My Age, Now That I’m A Parent, Seems Less Relevant

2 years, 10 months.

Dear Jack,

I keep having to remind myself of my age. It’s not something I really think about, but when I am about to say my age out loud, I naturally want to say that I am 28 or 29.

And it’s not because of the cliche where I miss being in my 20s and therefore jokingly pretend I’m still 29.

What it probably comes down to for me is that I was 28 when I found out Mommy and I were going to become parents and 29 when you were actually born.

So I guess somehow, psychologically, my age as an individual stopped mattering to me on November 16, 2010.

For all practical purproses, my age became irrelevant that day.

Instead, what I identify with more, is that I am the parent of a young child.

That, is my age. Or at least that’s what I place in that category instead.

This is something I found out officially just a few weeks ago. Mommy and I had been looking for a Sunday School class to join at our church.

We hadn’t been in a steady one since before you were born.

It was either too much trouble or too much of a sacrifice not to be near you for that extra hour or so of the week.

But now that you’re nearly 3, you make it clear that you like to go to church. You ask us to go to church. When we can’t go for whatever reason sometimes, you are disappointed.

It may just be because you get to eat snacks and play with their trucks in the playroom. Oh, and getting to ride on the giant buggy that seats like 8 kids…

The third try was a charm for us, in regards to finding the “right” class. What we realized was that the people in the class are mostly were parents of young children like us.

Mommy and I are both 32 years old.
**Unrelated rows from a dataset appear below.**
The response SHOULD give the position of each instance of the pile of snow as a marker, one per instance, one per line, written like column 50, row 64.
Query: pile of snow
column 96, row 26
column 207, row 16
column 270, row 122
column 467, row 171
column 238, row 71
Other parents in the class were 5 years younger or 5 years older, but that didn’t mean anything.

What we didn’t realize is that we were looking for was a group of friends we could relate to in the facets of life that are most important to us- being parents of small children was was of those main things.

Having a young child defines me, not my age.

I already forgot how old I am just now; that’s how much it doesn’t matter to me anymore.